Before Gonzalez and Santos joined the group a year and a half ago, Guajiro's original lineup featured Luis Castellanos on bass and Ariel Gonzalez on lead guitar. They were briefly signed to Long Beach Records and released a self-titled EP, which received considerable buzz in Latin American markets, but still the group lacked focus.
When the lineup shifted and the current formation of Guajiro emerged, the master plan, as Lopez likes to call it, was finally possible. They booked shows in Puerto Rico and Mexico while continuing to establish themselves on the Miami scene. Though Churchill's Pub and Studio A have become their main performance venues, ground zero is an expansive dental warehouse in Hialeah. It was there, in a stuffy backroom, where the concept for Material Subversivo was created. The video for the album's first single, "Santa Fe," was shot there as well.
Listening to the record is like going on a journey with punk and all of its various offshoots. A song like "Delinquente" is all Agnostic Front drums and thrash, yet "Bad Idea" starts off like the tune "Kiss Me" by Sixpence None the Richer and gets more emotional as it continues. "Santa Fe" is pure Spanglish rock with an edge, perfect for MTV Latin America, where it's already getting spins. The bandmates have no problem with their highly varied sound.

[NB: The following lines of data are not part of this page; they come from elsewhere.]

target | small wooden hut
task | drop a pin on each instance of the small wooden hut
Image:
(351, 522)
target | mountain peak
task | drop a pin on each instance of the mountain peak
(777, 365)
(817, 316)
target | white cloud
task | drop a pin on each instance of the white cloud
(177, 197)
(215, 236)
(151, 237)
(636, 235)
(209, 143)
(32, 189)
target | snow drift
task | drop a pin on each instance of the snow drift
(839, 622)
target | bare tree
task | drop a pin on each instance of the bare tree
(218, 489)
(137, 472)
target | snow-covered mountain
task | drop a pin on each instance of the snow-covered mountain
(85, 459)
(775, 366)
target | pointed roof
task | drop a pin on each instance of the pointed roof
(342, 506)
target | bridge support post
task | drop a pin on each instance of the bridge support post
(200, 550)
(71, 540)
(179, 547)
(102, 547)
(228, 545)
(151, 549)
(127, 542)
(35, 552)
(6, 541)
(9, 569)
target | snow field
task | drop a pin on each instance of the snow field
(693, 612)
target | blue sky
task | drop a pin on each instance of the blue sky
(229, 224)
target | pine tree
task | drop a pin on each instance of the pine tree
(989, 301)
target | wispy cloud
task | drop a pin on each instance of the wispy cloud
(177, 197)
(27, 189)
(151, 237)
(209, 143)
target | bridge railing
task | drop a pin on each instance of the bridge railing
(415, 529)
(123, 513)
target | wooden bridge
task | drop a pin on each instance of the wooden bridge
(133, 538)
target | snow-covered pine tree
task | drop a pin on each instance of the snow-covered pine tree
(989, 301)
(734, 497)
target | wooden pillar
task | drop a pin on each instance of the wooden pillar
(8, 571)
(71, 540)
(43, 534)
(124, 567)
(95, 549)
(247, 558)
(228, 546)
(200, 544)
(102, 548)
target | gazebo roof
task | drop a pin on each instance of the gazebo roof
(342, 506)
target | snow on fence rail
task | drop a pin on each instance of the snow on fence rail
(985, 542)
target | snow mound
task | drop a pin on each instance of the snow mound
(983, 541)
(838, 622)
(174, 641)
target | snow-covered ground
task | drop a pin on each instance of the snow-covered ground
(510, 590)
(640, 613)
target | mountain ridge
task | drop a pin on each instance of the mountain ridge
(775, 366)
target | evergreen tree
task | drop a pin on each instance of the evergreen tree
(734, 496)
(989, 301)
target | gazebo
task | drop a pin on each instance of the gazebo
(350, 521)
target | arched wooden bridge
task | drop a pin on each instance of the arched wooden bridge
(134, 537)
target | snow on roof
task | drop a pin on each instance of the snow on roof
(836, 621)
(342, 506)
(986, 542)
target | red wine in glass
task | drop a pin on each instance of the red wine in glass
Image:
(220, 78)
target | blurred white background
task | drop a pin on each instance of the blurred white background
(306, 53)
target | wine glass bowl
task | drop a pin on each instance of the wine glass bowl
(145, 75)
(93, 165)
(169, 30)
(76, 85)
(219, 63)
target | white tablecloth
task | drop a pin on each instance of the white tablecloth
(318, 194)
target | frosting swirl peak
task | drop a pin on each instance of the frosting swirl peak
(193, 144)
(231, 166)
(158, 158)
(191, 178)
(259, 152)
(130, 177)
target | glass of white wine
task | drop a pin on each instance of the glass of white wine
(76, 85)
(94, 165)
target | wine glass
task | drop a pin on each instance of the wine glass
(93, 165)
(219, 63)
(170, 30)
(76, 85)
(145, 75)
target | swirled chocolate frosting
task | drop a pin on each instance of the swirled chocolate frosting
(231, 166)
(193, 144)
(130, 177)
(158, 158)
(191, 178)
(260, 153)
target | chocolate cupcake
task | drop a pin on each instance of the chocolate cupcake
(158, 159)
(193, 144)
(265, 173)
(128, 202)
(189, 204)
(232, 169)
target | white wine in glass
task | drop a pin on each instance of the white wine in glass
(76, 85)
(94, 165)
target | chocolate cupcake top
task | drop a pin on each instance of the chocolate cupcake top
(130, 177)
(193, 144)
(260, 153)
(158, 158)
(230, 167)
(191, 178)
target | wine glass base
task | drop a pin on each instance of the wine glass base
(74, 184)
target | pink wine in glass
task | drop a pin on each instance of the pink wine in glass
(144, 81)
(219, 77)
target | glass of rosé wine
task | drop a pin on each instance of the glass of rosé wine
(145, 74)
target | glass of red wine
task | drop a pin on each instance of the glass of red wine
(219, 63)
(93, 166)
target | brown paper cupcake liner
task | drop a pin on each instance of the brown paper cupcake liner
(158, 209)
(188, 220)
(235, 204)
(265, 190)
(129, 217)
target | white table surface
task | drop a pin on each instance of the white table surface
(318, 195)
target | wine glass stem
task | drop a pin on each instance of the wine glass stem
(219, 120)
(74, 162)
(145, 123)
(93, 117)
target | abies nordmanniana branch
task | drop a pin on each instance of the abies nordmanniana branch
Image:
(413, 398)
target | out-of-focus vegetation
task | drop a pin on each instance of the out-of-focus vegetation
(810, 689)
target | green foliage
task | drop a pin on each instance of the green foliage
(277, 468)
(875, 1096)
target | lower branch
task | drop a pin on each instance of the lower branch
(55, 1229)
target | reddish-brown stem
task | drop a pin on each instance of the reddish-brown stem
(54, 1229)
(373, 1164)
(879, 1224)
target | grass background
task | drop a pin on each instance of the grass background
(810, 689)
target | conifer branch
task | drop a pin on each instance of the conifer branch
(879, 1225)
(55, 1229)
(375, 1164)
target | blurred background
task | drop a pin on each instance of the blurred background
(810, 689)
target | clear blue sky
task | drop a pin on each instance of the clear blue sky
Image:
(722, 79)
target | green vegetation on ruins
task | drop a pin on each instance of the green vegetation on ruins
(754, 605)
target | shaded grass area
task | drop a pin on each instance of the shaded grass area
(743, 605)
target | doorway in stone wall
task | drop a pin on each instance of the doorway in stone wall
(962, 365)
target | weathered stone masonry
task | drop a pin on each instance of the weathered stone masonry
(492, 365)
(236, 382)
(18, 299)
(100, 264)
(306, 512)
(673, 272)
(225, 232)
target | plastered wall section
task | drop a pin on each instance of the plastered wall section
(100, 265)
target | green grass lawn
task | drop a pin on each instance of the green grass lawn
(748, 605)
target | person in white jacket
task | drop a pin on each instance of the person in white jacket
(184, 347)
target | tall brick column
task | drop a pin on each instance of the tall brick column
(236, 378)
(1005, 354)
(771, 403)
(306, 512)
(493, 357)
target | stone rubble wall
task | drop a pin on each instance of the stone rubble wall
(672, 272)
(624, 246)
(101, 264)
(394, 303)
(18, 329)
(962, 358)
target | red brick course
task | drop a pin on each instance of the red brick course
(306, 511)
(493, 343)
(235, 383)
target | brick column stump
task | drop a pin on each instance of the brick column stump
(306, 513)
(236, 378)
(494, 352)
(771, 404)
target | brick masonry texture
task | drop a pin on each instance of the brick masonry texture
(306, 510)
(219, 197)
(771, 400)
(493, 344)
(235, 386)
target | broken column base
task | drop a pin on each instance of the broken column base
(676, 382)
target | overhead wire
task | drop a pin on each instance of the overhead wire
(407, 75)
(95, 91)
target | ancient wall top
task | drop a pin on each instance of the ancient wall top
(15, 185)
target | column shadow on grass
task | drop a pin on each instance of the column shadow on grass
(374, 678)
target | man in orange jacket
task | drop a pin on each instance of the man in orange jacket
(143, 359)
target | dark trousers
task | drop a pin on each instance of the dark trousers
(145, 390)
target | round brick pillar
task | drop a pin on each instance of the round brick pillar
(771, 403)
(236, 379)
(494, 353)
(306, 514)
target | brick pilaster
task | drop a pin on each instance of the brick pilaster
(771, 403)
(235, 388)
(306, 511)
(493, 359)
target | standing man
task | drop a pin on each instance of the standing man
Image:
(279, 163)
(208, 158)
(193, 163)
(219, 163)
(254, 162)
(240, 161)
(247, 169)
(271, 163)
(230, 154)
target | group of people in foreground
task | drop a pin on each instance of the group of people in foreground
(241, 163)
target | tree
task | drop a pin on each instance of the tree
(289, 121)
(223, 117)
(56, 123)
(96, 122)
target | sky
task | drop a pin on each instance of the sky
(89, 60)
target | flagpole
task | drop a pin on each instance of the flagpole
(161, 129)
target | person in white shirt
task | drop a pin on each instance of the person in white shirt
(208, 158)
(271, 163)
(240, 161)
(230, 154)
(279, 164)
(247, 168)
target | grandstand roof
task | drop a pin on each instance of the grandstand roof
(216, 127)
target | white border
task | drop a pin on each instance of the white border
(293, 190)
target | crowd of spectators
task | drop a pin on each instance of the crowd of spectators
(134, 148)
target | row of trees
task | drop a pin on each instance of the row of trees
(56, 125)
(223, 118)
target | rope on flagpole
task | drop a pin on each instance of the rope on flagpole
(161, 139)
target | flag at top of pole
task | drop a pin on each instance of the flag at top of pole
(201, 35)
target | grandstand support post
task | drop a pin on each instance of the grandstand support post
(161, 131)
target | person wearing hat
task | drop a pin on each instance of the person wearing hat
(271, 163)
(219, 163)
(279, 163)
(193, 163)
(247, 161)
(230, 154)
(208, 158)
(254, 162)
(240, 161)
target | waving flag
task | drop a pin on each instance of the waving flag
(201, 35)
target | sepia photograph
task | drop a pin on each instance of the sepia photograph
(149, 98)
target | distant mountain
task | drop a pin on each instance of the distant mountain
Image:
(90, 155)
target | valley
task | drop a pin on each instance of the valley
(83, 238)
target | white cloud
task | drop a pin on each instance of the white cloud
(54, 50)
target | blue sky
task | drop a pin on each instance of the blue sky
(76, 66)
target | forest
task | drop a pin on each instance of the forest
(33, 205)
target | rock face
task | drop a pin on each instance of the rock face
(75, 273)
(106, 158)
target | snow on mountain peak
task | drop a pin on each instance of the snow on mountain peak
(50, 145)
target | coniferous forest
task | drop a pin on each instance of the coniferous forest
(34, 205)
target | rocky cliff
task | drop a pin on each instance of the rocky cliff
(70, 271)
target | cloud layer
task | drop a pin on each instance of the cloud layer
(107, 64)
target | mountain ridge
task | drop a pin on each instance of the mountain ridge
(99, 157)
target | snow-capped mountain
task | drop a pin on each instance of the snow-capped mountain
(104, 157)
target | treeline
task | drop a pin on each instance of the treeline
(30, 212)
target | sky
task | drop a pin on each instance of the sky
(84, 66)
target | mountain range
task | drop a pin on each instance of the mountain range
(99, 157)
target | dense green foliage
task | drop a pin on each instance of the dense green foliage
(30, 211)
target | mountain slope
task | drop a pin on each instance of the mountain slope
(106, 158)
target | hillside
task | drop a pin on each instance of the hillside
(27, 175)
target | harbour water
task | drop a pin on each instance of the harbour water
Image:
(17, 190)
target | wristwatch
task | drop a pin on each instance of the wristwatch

"Whatever, man, you can say what you want about this band; maybe it's not hip with the hipsters or the indie crowd, but we don't really give a shit about that," says Gonzalez. "We make music and let the rest take care of itself." It's this combination of confidence and nonchalance that sets the band apart from some of its younger competitors. These qualities were definitely evident during the filming of Rally MTV, an Amazing Race-style series of challenges across South America.
"We had to go from So Paolo, Brazil, down to the beach for this rally," says Gonzalez, beinning to laugh. "The first band, they went to a McDonald's, ate real fast, and then took off. And we're like, Ah fuck that.' We went to a churrascaria, we had a bunch of beer, 30 pounds of meat, soccer game on every channel, and the folks are saying, Hey, you're losing the rally,' and it's like, Uh, yeah ... whatever.'"
They're soaking all of it up, and with so much experience under their belts, they recognize an opportunity worth savoring.
"A lot of it's just knowing how to enjoy life," says Lopez. "We're already satisfied in many respects as people. We're just playing the music that we love and letting everything come to us."